In what may become a major test of FERC authority to penalize market manipulation, the agency has ratcheted up the stakes in its ongoing investigation of alleged manipulation of the California ISO market by JP Morgan. In the order issued late September, FERC required JP Morgan to show cause why its market-based rate authority should not be revoked for failure to provide information to the ISO's investigative arm when requested. The revocation of market-based rate authority is considered the "death penalty" for energy traders and, if FERC actually revokes JP Morgan's authority, would mark the first time FERC has used this remedy against a major power marketer since it revoked Enron's market-based rate authority in 2003. And, unlike in Enron's case where the order was largely symbolic because Enron was already bankrupt, imposing the penalty will have severe consequences for JP Morgan, well beyond FERC's usual remedies for market violatins, which include disgorging unjust profits and monetary penalties.
The investigation of JP Morgan stems from the California ISO's March 2011 FERC filing, which noted that unnamed traders had discovered and were exploiting a flaw in the ISO's market rules, and requesting that FERC approve an emergency correct to the ISO's tariff to correct the flaw. As part of its investigation of these allegations of market abuse, FERC this summer filed motions in the U.S. District Court for the District of Columbia seeking to force JP Morgan to turn over a number of emails. Last week's order is the latest attempt by FERC to obtain information from JP Morgan, but this time FERC has significantly increased the stakes for JP Morgan's apparent intransigence.

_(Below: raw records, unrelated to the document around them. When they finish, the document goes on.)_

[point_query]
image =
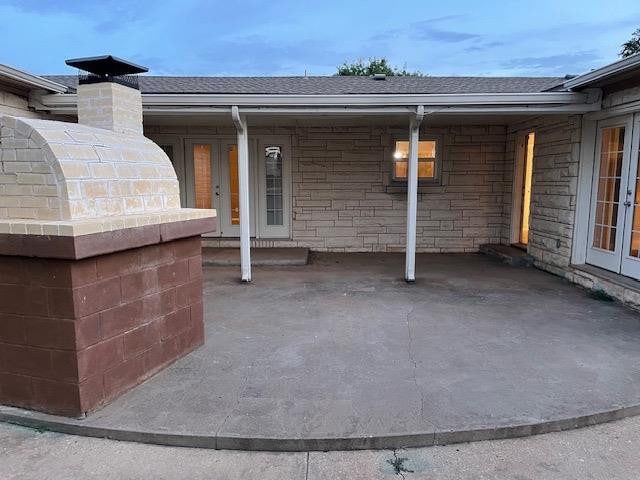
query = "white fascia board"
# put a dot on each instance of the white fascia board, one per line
(615, 68)
(347, 104)
(24, 78)
(365, 100)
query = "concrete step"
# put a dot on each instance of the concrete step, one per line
(212, 256)
(506, 253)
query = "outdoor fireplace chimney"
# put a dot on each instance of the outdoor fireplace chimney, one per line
(108, 94)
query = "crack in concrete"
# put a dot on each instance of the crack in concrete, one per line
(413, 361)
(306, 475)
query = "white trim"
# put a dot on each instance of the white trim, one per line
(412, 195)
(615, 68)
(609, 259)
(517, 185)
(177, 144)
(541, 102)
(243, 183)
(30, 80)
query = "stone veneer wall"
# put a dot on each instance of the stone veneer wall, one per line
(76, 333)
(554, 188)
(343, 198)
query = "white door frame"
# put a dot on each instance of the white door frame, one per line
(609, 260)
(518, 185)
(177, 144)
(189, 177)
(630, 266)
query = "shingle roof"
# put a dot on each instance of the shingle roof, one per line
(335, 85)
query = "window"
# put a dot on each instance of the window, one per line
(427, 165)
(234, 185)
(202, 175)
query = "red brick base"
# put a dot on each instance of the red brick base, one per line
(76, 333)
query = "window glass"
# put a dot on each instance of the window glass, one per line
(608, 199)
(202, 175)
(234, 186)
(426, 160)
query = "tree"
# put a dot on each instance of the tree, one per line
(632, 46)
(372, 66)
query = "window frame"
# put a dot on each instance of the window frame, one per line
(393, 181)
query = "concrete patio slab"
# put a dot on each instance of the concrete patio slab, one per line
(343, 354)
(224, 257)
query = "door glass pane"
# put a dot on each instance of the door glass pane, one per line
(202, 175)
(168, 150)
(234, 191)
(608, 195)
(634, 249)
(273, 166)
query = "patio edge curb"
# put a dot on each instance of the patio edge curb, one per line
(70, 426)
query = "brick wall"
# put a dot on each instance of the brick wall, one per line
(554, 188)
(74, 334)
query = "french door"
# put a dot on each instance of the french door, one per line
(614, 235)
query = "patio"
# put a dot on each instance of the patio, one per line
(343, 354)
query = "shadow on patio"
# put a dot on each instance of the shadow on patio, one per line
(342, 353)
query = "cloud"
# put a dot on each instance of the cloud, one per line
(558, 64)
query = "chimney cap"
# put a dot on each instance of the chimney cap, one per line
(106, 66)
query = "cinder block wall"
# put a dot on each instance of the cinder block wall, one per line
(75, 334)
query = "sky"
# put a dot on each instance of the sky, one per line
(277, 37)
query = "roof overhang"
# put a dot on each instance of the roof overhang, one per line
(608, 74)
(28, 81)
(400, 104)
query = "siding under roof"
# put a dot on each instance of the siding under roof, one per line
(335, 85)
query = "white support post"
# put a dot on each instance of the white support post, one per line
(243, 187)
(412, 195)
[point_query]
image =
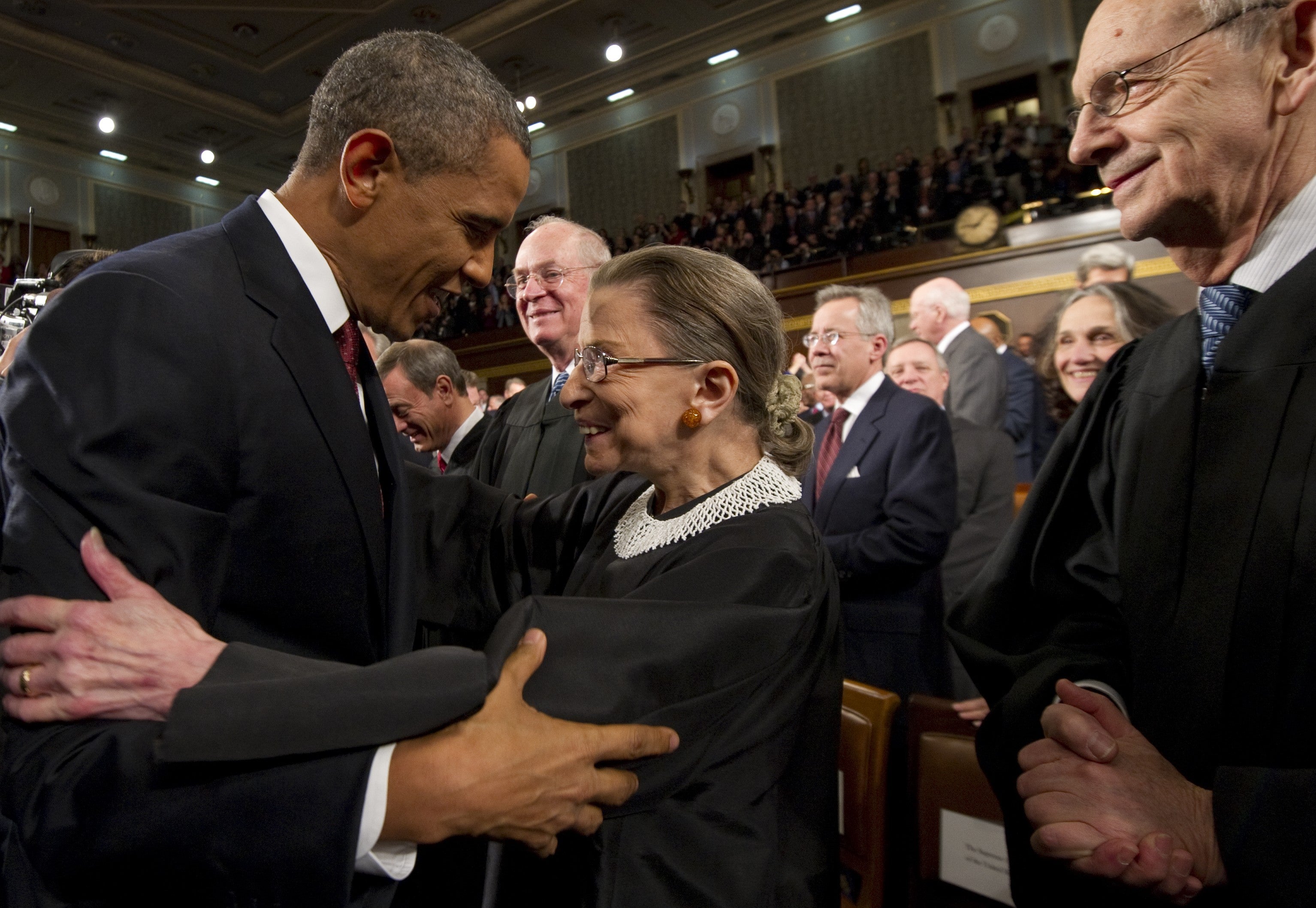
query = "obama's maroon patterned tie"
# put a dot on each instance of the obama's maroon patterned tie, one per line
(830, 448)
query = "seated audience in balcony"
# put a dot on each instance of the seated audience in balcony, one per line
(428, 396)
(1105, 263)
(985, 498)
(1027, 420)
(939, 314)
(1086, 332)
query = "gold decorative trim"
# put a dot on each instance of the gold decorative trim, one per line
(1150, 268)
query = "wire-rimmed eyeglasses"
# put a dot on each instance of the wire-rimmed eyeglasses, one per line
(594, 362)
(549, 279)
(1111, 91)
(831, 337)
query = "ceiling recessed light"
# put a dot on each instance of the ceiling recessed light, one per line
(843, 14)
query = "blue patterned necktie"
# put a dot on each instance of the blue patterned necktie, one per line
(1220, 309)
(557, 386)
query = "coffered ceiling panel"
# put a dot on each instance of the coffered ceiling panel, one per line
(236, 78)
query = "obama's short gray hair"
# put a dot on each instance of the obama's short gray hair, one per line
(439, 103)
(874, 315)
(590, 245)
(1244, 32)
(423, 362)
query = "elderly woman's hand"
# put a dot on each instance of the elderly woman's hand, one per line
(124, 658)
(11, 352)
(973, 711)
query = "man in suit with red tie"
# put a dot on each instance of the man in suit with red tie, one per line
(207, 403)
(882, 490)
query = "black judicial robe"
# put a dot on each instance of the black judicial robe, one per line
(731, 639)
(1169, 549)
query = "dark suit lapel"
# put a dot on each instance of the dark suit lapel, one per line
(307, 348)
(865, 432)
(1253, 437)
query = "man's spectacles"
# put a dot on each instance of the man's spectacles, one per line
(549, 279)
(831, 337)
(595, 362)
(1111, 93)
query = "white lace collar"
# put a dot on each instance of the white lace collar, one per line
(639, 532)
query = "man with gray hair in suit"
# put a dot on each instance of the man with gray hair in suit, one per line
(939, 314)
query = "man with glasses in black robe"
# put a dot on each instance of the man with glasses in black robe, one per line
(1166, 560)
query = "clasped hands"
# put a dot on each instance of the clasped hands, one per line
(508, 772)
(1103, 799)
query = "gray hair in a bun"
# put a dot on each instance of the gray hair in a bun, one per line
(707, 307)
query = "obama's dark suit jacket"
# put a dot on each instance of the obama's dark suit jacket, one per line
(886, 512)
(189, 399)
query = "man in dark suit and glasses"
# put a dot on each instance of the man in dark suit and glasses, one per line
(882, 489)
(206, 402)
(1166, 556)
(534, 445)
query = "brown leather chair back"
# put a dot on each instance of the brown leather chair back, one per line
(866, 714)
(944, 769)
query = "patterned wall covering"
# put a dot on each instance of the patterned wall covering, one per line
(872, 104)
(628, 174)
(130, 219)
(1081, 11)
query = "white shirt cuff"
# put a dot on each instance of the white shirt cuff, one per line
(1103, 689)
(391, 860)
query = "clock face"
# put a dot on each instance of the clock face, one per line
(977, 225)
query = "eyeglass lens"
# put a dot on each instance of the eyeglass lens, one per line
(1108, 97)
(549, 281)
(594, 365)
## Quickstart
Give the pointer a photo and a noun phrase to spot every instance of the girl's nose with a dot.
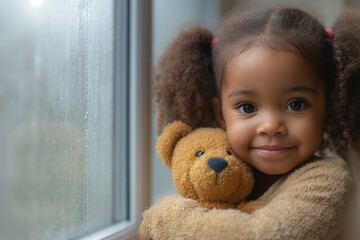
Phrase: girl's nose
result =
(271, 125)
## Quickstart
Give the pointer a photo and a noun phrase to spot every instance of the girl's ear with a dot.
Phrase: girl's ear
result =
(218, 112)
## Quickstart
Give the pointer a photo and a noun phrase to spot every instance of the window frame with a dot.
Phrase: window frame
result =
(136, 67)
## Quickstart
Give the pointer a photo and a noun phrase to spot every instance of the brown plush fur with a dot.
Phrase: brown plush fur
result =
(186, 81)
(193, 177)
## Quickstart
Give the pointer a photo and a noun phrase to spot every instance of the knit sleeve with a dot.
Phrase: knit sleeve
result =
(307, 205)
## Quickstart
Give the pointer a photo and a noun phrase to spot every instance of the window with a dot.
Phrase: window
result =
(73, 108)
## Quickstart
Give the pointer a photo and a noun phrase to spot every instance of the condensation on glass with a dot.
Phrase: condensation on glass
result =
(56, 121)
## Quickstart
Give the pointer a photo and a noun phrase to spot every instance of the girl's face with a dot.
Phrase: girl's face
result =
(273, 109)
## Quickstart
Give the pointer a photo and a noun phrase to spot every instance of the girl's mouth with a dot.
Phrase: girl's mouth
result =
(272, 151)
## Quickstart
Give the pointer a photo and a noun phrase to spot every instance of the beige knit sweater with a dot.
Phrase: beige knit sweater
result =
(306, 204)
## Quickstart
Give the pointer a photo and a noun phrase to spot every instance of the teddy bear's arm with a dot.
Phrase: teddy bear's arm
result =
(251, 206)
(306, 206)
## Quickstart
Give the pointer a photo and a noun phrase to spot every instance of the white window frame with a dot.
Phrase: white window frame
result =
(139, 121)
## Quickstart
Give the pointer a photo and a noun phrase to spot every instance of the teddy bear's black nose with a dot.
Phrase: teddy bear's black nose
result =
(217, 164)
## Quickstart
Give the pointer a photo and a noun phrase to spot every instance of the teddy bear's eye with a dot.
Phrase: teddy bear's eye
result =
(199, 153)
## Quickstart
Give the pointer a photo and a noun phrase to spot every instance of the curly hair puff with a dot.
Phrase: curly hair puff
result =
(345, 133)
(184, 84)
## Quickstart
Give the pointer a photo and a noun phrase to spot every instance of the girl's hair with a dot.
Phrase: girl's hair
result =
(190, 72)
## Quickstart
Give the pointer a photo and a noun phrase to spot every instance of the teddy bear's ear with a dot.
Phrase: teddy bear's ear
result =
(169, 138)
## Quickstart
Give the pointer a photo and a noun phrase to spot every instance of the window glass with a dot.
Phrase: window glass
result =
(56, 121)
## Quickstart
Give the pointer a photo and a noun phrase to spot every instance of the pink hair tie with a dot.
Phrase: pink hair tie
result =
(213, 42)
(330, 33)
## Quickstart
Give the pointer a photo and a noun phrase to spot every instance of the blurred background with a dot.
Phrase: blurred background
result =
(75, 78)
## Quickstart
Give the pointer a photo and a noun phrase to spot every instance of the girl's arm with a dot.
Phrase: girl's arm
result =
(307, 205)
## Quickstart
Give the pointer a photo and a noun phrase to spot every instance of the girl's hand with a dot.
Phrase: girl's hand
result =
(307, 205)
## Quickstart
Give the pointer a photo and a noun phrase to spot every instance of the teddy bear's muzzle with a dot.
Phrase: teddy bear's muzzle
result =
(217, 164)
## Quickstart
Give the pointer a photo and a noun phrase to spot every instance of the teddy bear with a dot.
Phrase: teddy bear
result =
(204, 167)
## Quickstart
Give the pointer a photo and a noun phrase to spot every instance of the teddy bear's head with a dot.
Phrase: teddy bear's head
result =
(204, 166)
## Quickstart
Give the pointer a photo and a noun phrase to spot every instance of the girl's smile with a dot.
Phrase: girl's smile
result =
(273, 109)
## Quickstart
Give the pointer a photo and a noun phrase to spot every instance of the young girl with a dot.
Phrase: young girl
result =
(269, 79)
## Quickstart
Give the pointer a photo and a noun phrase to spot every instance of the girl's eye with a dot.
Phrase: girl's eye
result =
(199, 153)
(296, 105)
(246, 108)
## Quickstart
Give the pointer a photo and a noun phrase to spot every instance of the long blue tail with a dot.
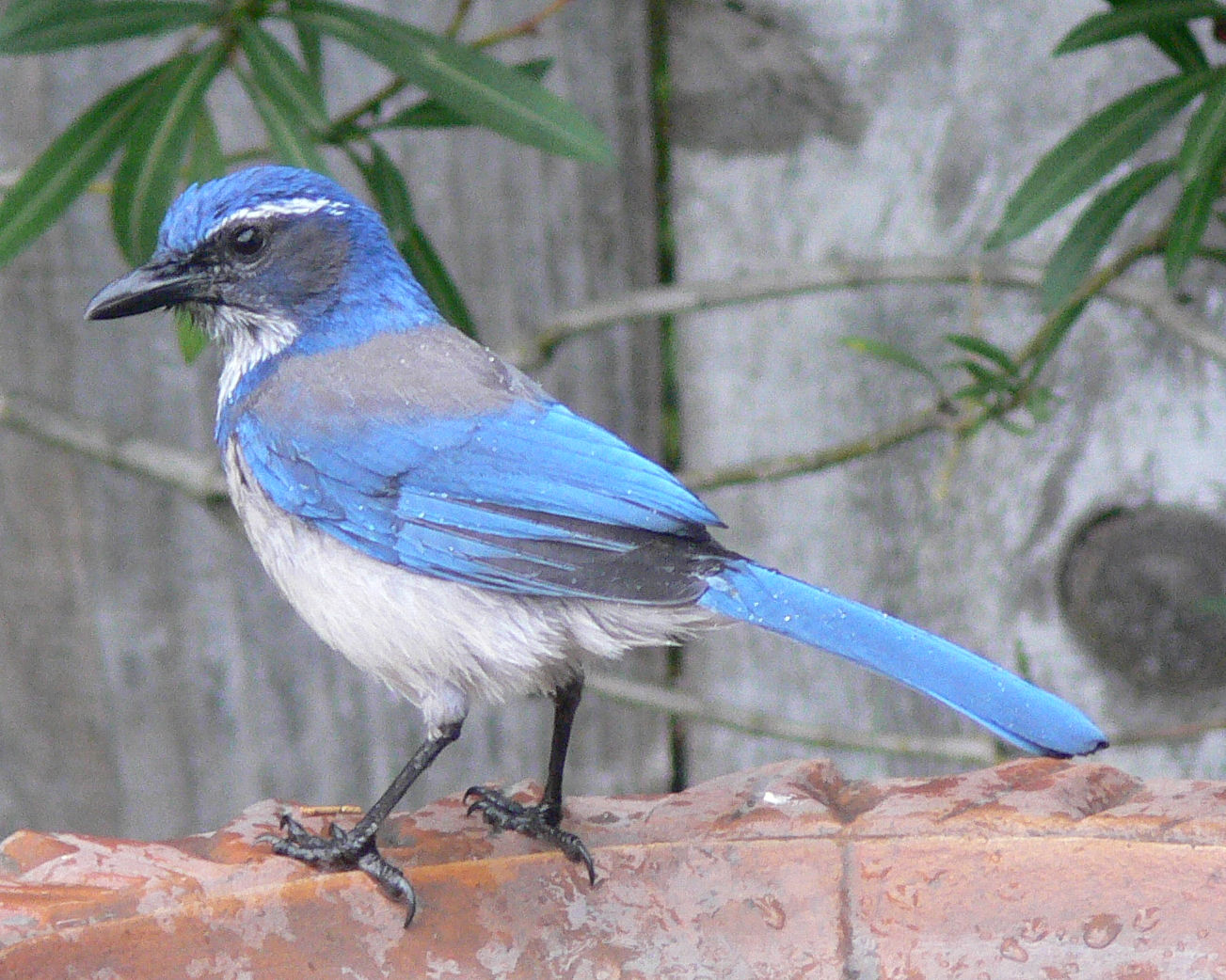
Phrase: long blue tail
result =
(1014, 709)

The alleged JP Morgan manipulation, along with FERC investigations of similar schemes reported in other markets, suggest that unscrupulous traders continue to develop Enron-style trading schemes to exploit flaws and loopholes in organized electricity markets to collect artificial profits. The ISO estimates that the schemes netted approximately $57 million in unjust profits, but other published reports suggest the number may be much higher.